Doch das Rumpeln blieb hartnäckig und seine Kraft war am Ende, so hielt er schließlich seufzend an. Er drehte sich langsam um und erstarrte. Es war natürlich möglich, dass ihn seine Augen trogen, aber das Bild war im Grunde zu unspektakulär, um eine Sinnestäuschung zu sein. Ein schlichter Zweispänner, gezogen von zwei Ochsen, die offenbar in keinem viel besseren Zustand waren als er selbst. Bauern, einfacher Pöbel aus den Grenzlanden. Was auch immer sie hinausgetrieben hatte, sie fuhren in seine Richtung. Und dort gab es nichts außer der Ordensburg. Er musterte die Gestalten auf dem Fahrzeug. Der Mann war in mittleren Jahren, ein kleiner, kräftiger Kerl mit einer hässlichen Visage und schütterem Haar. Hinten im Wagen sein Weib und ein kleineres Gör, wie es aussah.
Sein Blick wurde magisch von dem kleinen, goldgelockten Engel angezogen, der neben ihm auf dem Bock saß. Er spürte, wie neue Kraft in seine Glieder floss, und merkte zugleich, wie ihm das Wasser im Mund zusammenlief. Selbst auf diese Entfernung sah das Mädchen bezaubernd aus.
Langsam und mit großem Kraftaufwand hob Baldric von Dunstan den rechten Arm und winkte den Reisenden bedächtig entgegen. Der Alte erwiderte seinen Gruß und mit einem dünnen Lächeln sah Baldric verzückt, dass auch Goldlocke ihm winkte. Vielleicht gab es doch einen Gott.
Ein erschreckender Gedanke.
2. Kapitel 1
Krakesten
Der weitläufige Obstgarten von Burg Krakesten schimmerte noch immer in goldener und roter Pracht. Selbst das düstere, diesige Grau dieses frühen Nachmittages vermochte dem Farbenspiel kaum etwas von seinem Zauber zu nehmen. Der Herbst war in diesem Jahr früh hereingebrochen, ungewöhnlich kalt, und machte den Eindruck, nicht lange bleiben zu wollen. Fast schien es, als ob er den nahenden Winter fürchtete. Gut die Hälfte des Blattwerkes hing noch an den allmählich kahlwerdenden Ästen der zahllosen Apfel- und Kirschbäume. Die gefallenen Blätter verwandelten die nähere Umgebung der alten Festung derer von Krakebekk in einen See aus Winterfeuer.

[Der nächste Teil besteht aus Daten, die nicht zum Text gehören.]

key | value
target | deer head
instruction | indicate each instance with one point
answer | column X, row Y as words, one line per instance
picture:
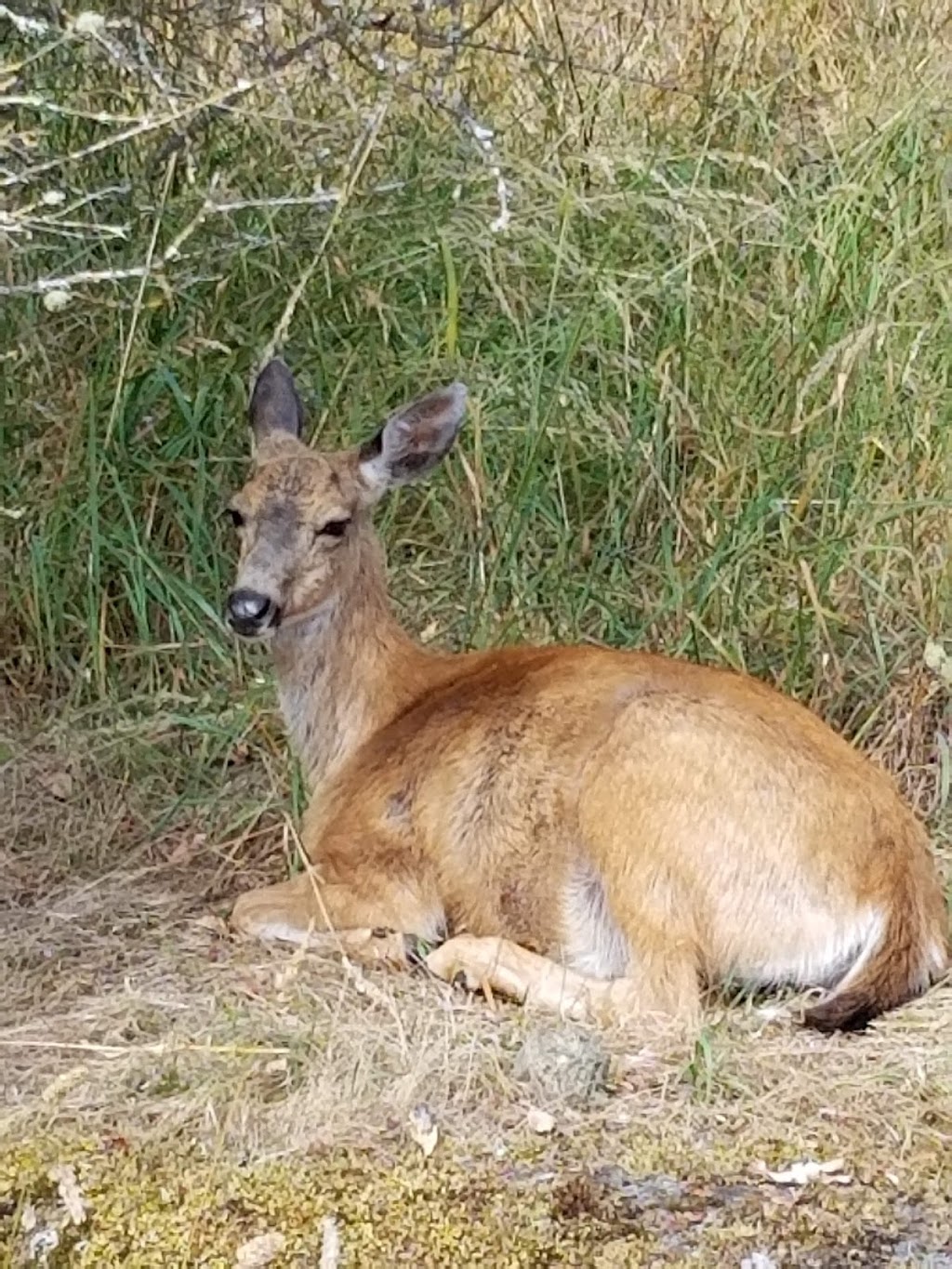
column 302, row 514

Wenn doch alles so prachtvoll sterben würde, dachte Ragnar Oelskegg grimmig. Aber das tat es nicht, und der Anblick der Bäume war das einzig Schöne, das man derzeit in dem Jarltum zu Gesicht bekam. Bei seiner Ankunft aus Krakeborg, der nahe gelegenen Hauptstadt, hatten ihn die Köpfe auf den Zinnen des Tores der Burg nur zu deutlich daran erinnert, wie es um seine Heimat stand. Hier, im großen Garten, war er wenige Augenblicke zuvor in der Nähe des kleinen Friedhofes vorbeigekommen, in dem seit einigen Wochen die junge Herrin in der kalten Erde lag. Ebenfalls nicht auf so liebliche Art und Weise verschieden, wie es die Natur gerade tat. Mit der Klinge eines Attentäters aus dem Leben geschnitten, kaum dass sie ihrer Tochter das Leben geschenkt hatte. Damit war das Unheil über Krakebekk hereingebrochen, das sich jetzt in Form von gut zwei Dutzend abgeschlagener Köpfe manifestierte, die auf den Zinnen des Haupttores von Burg Krakesten thronten. Seit der dunklen Zeit der Regentschaft von Nantes dem Tier hatte es so etwas nicht mehr gegeben.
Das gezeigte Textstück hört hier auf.